Updated to match(es) played on 27 April 2019. Source: KKÍ

===Semifinals===

| Team 1 | Series | Team 2 | Game 1 | Game 2 | Game 3 | Game 4 | Game 5 |
|---|---|---|---|---|---|---|---|
| Valur | 3–1 | KR | 70–61 | 84–77 | 85–87 | 84–81 | 0 |
| Keflavík | 3–2 | Stjarnan | 70–78 | 62–64 | 91–67 | 83–73 | 85–69 |

===Final===

| Team 1 | Series | Team 2 | Game 1 | Game 2 | Game 3 | Game 4 | Game 5 |
|---|---|---|---|---|---|---|---|
| Valur | 3–0 | Keflavík | 75–63 | 100–96 | 87–64 | 0 | 0 |

==Notable occurrences==
- On June 16, reigning Úrvalsdeild Domestic Player of the Year Helena Sverrisdóttir left Haukar and signed with Ceglédi EKK of the Hungarian Nemzeti Bajnokság I/A.
- On June 25, reigning Úrvalsdeild Foreign Player of the Year Danielle Rodriguez resigned with Stjarnan.
- On June 30, Haukar signed former Úrvalsdeild Foreign Player of the Year Lele Hardy.
- On August 14, Breiðablik signed former WNBA player Kelly Faris.
- On September 5, Stjarnan signed Argentinian national team player Florencia Palacios who spent the previous season in the Swedish Basketligan dam.
- On September 14, it was reported that KR had signed former Torpan Pojat player Kiana Johnson.
- On October 31, Brittanny Dinkins scored a career-high 51 points for Keflavík against Breiðablik, including Keflavík's last 14 points in the 85–78 victory.
- On October 31, Danielle Rodriguez was one steal away from a quadruple-double in a victory against Valur.
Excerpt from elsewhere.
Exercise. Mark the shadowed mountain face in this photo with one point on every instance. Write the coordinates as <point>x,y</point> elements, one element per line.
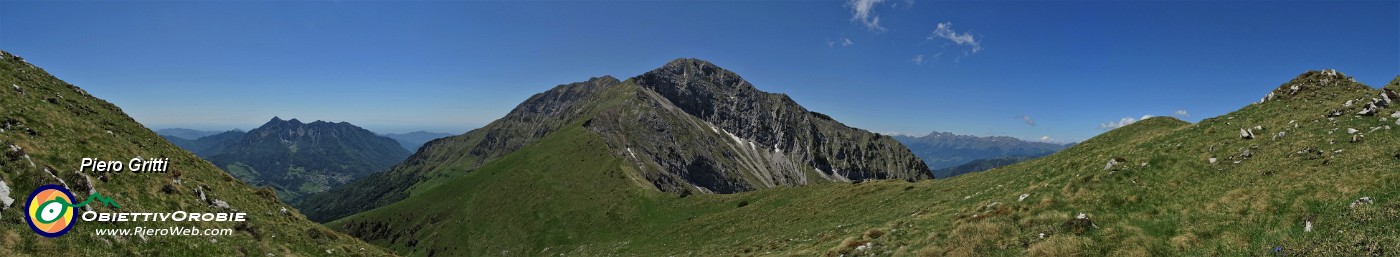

She finished the game with 23 points, 12 rebounds, 13 assists and 9 steals.
- On November 1, it was reported that Valur had released American Brooke Johnson who had averaged 16.5 points, 9.4 rebounds and 3.2 assists per game. In her place, the club signed Heather Butler who last played for Uppsala Basket in the Basketligan dam.
- On November 2, Breiðablik announced that star center Isabella Ósk Sigurðardóttir would miss the rest of the season after tearing her Anterior cruciate ligament on practice. She had been averaging 9.6 points, 10.8 rebounds and league leading 2.2 blocks for the season. In her place, Breiðablik signed Sanja Orozović.
- On November 14, Margrét Sturlaugsdóttir resigned from her post as head coach of Breiðablik for health reasons.
- On November 15, 2018, reigning Úrvalsdeild Domestic Player of the Year, Helena Sverrisdóttir, signed with Valur.
- On November 24, Breiðablik defeated Haukar for its first win of the season, breaking its 8-game losing streak.
- On December 20, it was reported that Stjarnan had released Florencia Palacios who had averaged 11.8 points and 4.0 rebounds while shooting 34.8% from the three-point range in 12 games for the club.
- On December 21, Haukar signed Dutch national team player Janine Guijt for the rest of the season.
- On January 3, Breiðablik announced that it had signed Florencia Palacios who had been released by Stjarnan in December.
- On January 9, Stjarnan and Icelandic national team player Ragna Margrét Brynjarsdóttir played her first game since suffering a concussion during a game on 3 February 2018, scoring 7 points in 12 minutes in a loss against Keflavík.
- On February 6, Kiana Johnson scored 50 points for KR in a 102–81 victory against Breiðablik. She also had 16 rebounds and 10 assists.
- On February 6, Unnur Tara Jónsdóttir of KR and the Icelandic national team suffered a knee injury in a victory against Breiðablik and was initially ruled out for the rest of the season.
- On 11 April, KR's Ástrós Lena Ægisdóttir tied the Úrvalsdeild playoffs record for most three pointers in a game when she made 7 three point shots in a victory against Valur.